How to read text files form sub-sub folders
1 vue (au cours des 30 derniers jours)
Afficher commentaires plus anciens
Mekala balaji
le 4 Oct 2017
Commenté : Mekala balaji
le 17 Oct 2017
Hi,
I want to read text files from sub-sub folders:
Architecture:
Mainfolder
Tool1
sub-subFolder1
sub-subFolder2
.....
.....
Tool2
sub-subFolder1
sub-subFolder2
.....
.....
......
1. Read text files by each sub-folder(i.e, Tool1, Tool2, etc)
2. Output
Tool1.xlsx, Tool2.xlsx
I use the following code, but I can access sub-sub folders.
% - Define output header.
header = {'RainFallID', 'IINT', 'Rain Result', 'Start Time', 'Param1.pipe', ...

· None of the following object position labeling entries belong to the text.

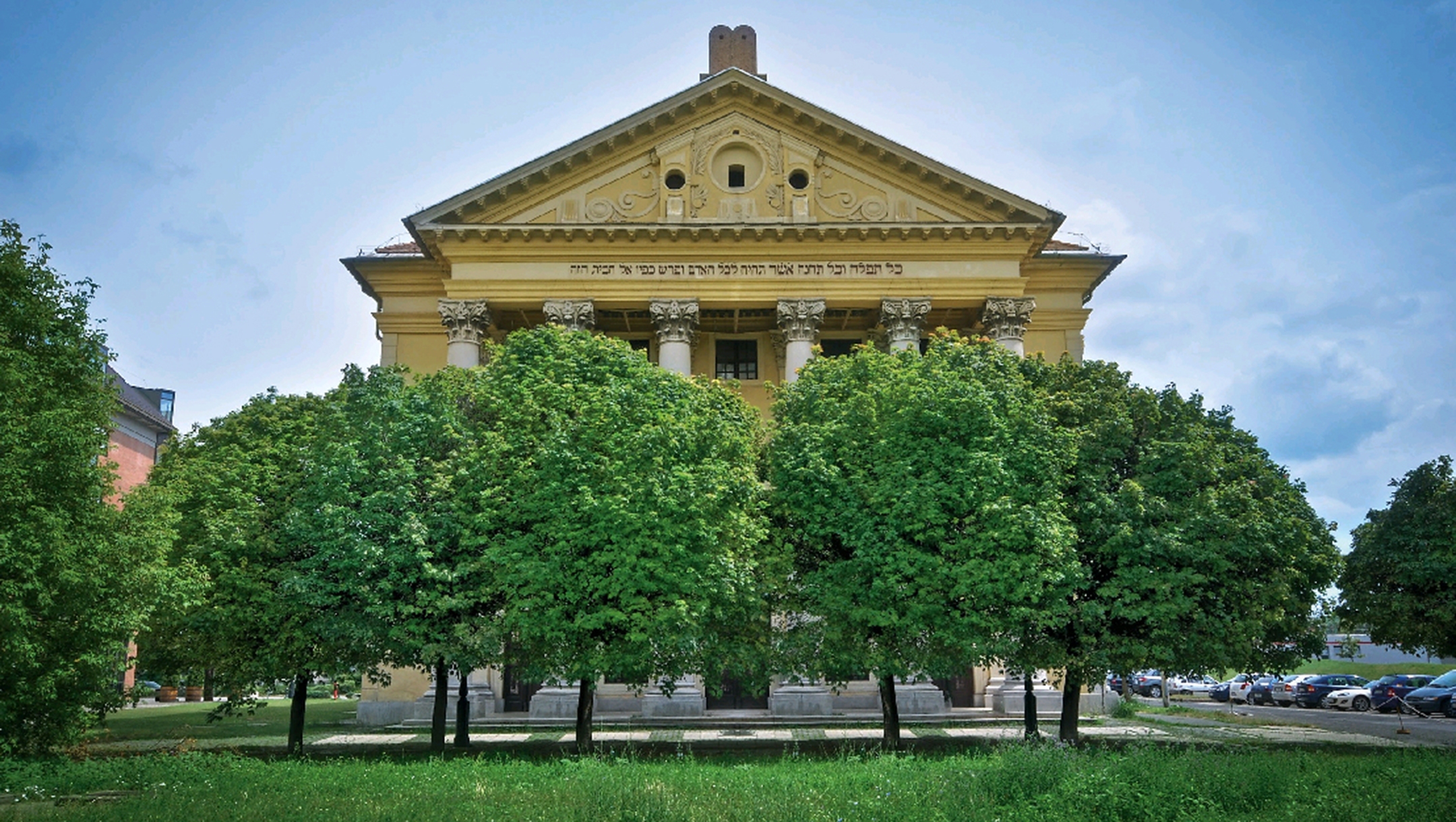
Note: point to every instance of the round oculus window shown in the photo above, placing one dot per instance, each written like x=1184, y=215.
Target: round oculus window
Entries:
x=737, y=166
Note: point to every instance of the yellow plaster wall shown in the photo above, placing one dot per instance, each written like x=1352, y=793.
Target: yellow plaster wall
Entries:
x=405, y=686
x=423, y=352
x=1049, y=344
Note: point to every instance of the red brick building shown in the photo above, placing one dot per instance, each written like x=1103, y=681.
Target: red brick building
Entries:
x=142, y=424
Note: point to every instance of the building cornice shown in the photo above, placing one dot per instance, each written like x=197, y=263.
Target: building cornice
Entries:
x=1035, y=233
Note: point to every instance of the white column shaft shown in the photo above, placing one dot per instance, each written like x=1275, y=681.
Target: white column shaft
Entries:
x=676, y=357
x=463, y=354
x=797, y=352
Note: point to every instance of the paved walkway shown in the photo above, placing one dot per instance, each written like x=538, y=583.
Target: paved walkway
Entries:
x=715, y=738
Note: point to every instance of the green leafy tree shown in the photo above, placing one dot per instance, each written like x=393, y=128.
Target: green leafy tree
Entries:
x=1399, y=577
x=1350, y=647
x=382, y=517
x=1197, y=552
x=923, y=497
x=617, y=507
x=235, y=486
x=76, y=578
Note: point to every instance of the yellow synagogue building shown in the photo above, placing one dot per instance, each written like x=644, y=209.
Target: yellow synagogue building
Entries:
x=727, y=230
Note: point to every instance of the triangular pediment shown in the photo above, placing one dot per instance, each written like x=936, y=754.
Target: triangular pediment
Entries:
x=733, y=149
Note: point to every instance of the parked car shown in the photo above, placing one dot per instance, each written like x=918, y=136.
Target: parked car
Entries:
x=1240, y=689
x=1438, y=697
x=1148, y=684
x=1221, y=693
x=1388, y=691
x=1261, y=693
x=1200, y=686
x=1312, y=691
x=1347, y=699
x=1232, y=690
x=1285, y=695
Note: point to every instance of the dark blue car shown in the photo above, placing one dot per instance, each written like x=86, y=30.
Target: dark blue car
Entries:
x=1312, y=691
x=1436, y=699
x=1219, y=693
x=1388, y=691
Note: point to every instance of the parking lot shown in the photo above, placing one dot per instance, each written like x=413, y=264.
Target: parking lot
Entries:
x=1434, y=731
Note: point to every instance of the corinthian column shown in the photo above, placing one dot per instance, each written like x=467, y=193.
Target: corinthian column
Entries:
x=572, y=315
x=676, y=323
x=799, y=322
x=903, y=317
x=1006, y=317
x=465, y=322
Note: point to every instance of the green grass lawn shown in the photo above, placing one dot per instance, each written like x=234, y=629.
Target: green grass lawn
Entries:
x=1009, y=783
x=1372, y=671
x=188, y=720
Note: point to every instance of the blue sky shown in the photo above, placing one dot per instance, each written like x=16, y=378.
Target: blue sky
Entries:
x=1281, y=175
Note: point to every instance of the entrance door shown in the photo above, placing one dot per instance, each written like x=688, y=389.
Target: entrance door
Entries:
x=735, y=697
x=960, y=689
x=517, y=691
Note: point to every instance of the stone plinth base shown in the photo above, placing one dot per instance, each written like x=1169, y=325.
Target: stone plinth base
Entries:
x=555, y=703
x=1099, y=703
x=617, y=703
x=385, y=714
x=1014, y=701
x=921, y=699
x=686, y=700
x=801, y=700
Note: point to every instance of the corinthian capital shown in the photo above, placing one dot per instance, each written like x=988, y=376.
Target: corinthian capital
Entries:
x=572, y=315
x=676, y=321
x=465, y=321
x=799, y=319
x=1006, y=317
x=903, y=317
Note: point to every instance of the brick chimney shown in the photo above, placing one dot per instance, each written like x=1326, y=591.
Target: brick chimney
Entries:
x=733, y=49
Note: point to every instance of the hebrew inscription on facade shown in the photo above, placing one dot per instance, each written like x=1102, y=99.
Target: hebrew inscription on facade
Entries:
x=705, y=270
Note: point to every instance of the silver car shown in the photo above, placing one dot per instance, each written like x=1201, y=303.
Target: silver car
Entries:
x=1285, y=691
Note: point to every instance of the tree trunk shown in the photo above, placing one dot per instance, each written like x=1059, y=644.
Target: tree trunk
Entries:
x=892, y=709
x=1070, y=707
x=437, y=720
x=463, y=710
x=1030, y=707
x=301, y=696
x=584, y=700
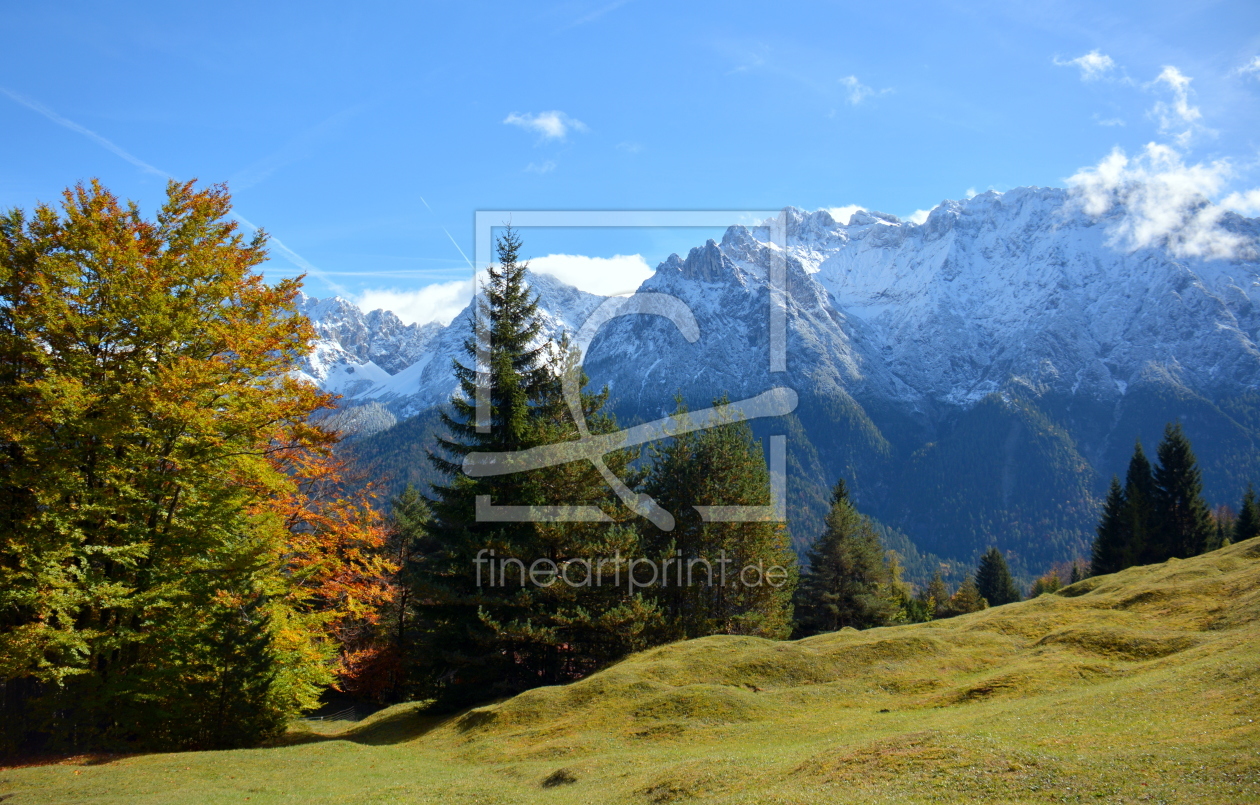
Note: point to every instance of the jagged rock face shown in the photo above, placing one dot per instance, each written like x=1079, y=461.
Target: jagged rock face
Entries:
x=895, y=331
x=378, y=336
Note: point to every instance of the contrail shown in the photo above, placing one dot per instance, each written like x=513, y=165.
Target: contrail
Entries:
x=449, y=234
x=294, y=257
x=87, y=132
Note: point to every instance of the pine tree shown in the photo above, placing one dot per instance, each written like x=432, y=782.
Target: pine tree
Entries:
x=847, y=580
x=1224, y=522
x=1050, y=582
x=1248, y=525
x=1182, y=523
x=1139, y=496
x=993, y=580
x=722, y=465
x=1110, y=544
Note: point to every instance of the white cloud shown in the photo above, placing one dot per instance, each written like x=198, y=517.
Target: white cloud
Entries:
x=553, y=125
x=1093, y=64
x=1164, y=202
x=842, y=214
x=605, y=276
x=1178, y=115
x=1245, y=202
x=858, y=91
x=440, y=301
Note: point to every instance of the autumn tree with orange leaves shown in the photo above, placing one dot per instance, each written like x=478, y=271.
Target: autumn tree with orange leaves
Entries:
x=180, y=562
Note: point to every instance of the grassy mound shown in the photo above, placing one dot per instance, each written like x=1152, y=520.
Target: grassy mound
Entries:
x=1135, y=687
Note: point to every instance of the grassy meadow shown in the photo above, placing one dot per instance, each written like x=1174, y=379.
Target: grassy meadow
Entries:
x=1140, y=687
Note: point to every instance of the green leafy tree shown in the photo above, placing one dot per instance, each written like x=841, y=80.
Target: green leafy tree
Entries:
x=1050, y=582
x=1139, y=496
x=1182, y=522
x=1248, y=525
x=935, y=596
x=967, y=599
x=993, y=580
x=847, y=582
x=484, y=625
x=717, y=577
x=145, y=411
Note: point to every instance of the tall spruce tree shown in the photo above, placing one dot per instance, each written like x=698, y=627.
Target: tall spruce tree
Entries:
x=847, y=582
x=1110, y=543
x=967, y=599
x=718, y=466
x=484, y=625
x=1181, y=522
x=993, y=580
x=1139, y=499
x=1248, y=525
x=935, y=596
x=461, y=655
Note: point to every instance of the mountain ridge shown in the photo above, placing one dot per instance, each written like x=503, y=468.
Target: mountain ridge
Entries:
x=1002, y=315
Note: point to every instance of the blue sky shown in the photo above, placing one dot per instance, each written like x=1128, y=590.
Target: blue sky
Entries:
x=364, y=136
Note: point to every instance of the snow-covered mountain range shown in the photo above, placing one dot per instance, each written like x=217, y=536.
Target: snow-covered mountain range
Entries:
x=1011, y=308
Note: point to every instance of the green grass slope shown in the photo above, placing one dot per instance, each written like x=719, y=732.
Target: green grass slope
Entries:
x=1139, y=687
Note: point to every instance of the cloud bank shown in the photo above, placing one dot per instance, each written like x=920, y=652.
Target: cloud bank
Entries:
x=605, y=276
x=1164, y=202
x=553, y=125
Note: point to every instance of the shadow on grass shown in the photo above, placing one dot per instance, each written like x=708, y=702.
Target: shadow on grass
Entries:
x=396, y=725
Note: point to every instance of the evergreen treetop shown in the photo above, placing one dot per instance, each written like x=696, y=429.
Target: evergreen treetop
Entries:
x=847, y=582
x=1182, y=519
x=993, y=580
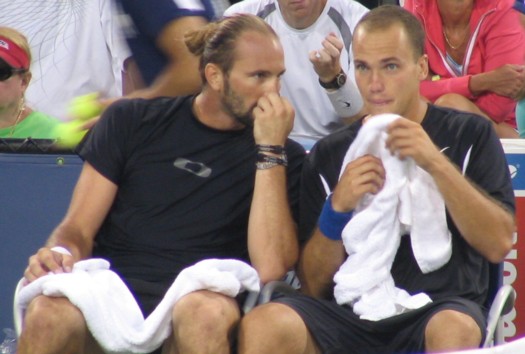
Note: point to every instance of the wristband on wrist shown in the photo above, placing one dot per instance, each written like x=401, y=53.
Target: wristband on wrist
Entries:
x=331, y=222
x=274, y=149
x=61, y=249
x=267, y=161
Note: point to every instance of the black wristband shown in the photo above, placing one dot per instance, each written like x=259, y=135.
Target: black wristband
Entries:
x=274, y=149
x=266, y=161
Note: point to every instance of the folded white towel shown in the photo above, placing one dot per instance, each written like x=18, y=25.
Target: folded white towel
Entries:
x=111, y=312
x=408, y=202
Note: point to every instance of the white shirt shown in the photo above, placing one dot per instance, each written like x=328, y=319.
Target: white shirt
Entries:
x=77, y=48
x=315, y=115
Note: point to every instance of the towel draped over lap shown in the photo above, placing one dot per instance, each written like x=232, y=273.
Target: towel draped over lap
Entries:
x=111, y=312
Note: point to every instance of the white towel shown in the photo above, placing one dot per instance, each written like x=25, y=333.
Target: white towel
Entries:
x=408, y=202
x=112, y=314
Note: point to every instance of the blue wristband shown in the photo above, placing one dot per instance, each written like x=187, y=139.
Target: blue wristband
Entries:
x=331, y=222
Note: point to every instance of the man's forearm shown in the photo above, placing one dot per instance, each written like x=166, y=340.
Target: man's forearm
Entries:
x=272, y=234
x=319, y=261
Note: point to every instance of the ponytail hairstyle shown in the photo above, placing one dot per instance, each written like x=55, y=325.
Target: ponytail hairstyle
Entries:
x=216, y=42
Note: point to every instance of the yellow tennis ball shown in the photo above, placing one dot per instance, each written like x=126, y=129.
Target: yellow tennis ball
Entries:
x=85, y=107
x=69, y=134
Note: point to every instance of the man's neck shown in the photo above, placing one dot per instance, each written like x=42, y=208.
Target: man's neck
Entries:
x=455, y=13
x=209, y=111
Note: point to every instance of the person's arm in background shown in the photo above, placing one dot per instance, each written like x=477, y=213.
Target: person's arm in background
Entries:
x=181, y=76
x=346, y=100
x=492, y=90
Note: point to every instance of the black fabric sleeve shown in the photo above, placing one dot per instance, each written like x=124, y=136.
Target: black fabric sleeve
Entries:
x=105, y=145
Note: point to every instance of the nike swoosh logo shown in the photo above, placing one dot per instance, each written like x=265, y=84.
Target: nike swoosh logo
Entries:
x=197, y=168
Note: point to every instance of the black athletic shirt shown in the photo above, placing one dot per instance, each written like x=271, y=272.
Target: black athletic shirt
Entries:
x=465, y=139
x=184, y=189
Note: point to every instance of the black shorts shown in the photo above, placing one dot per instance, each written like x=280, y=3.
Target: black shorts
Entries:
x=336, y=329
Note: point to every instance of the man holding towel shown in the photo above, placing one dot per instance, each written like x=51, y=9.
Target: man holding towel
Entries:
x=168, y=182
x=463, y=156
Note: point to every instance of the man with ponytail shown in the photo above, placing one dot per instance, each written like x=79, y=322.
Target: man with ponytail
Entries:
x=168, y=182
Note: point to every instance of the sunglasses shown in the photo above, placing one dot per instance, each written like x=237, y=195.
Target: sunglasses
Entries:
x=6, y=72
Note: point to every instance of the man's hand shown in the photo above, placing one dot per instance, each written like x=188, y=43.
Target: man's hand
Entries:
x=326, y=60
x=46, y=261
x=363, y=175
x=408, y=139
x=273, y=120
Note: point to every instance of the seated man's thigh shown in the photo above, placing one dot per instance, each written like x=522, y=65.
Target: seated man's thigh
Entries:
x=336, y=329
x=55, y=321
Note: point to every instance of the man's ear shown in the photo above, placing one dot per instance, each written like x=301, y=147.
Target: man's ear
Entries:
x=214, y=76
x=422, y=64
x=26, y=78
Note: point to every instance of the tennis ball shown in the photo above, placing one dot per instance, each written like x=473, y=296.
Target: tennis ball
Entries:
x=85, y=107
x=69, y=134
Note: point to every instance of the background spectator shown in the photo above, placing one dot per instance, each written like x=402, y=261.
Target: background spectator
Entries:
x=317, y=39
x=17, y=120
x=77, y=48
x=476, y=53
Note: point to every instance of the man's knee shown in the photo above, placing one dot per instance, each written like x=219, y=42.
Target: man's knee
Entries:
x=274, y=328
x=451, y=329
x=206, y=309
x=46, y=313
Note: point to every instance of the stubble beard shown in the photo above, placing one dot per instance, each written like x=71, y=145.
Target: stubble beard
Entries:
x=234, y=106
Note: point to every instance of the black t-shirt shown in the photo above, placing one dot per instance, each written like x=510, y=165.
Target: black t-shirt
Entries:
x=184, y=189
x=472, y=145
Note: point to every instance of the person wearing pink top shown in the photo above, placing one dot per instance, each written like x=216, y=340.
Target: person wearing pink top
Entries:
x=476, y=52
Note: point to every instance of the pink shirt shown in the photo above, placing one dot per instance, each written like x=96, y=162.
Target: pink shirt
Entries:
x=497, y=38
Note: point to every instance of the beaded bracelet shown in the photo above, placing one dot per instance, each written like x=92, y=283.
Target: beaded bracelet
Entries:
x=274, y=149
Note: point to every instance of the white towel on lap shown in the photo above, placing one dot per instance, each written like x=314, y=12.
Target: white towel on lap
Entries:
x=408, y=202
x=111, y=312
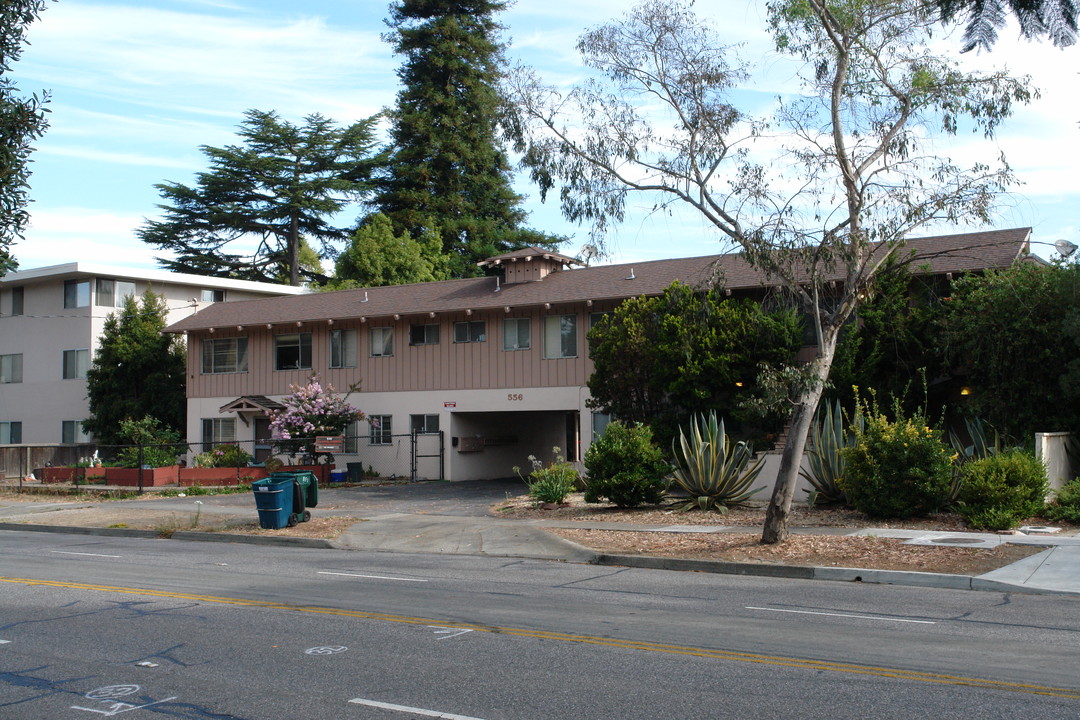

'10 Un Para2.pipe', 'Verti 2 mixing.dis', 'Rate.alarm times'} ;
Mainfolder='Mainfolder';
outLocatorFolder='OutputFolder';
nHeaderCols = numel( header ) ;
% - Build listing sub-folders of main folder.
% D_main = dir( 'D:\Mekala_Backupdata\Matlab2010\Mainfolder' ) ;
D_main = dir(Mainfolder ) ;
D_main = D_main(3:end) ; % Eliminate "." and ".."
% - Iterate through sub-folders and process.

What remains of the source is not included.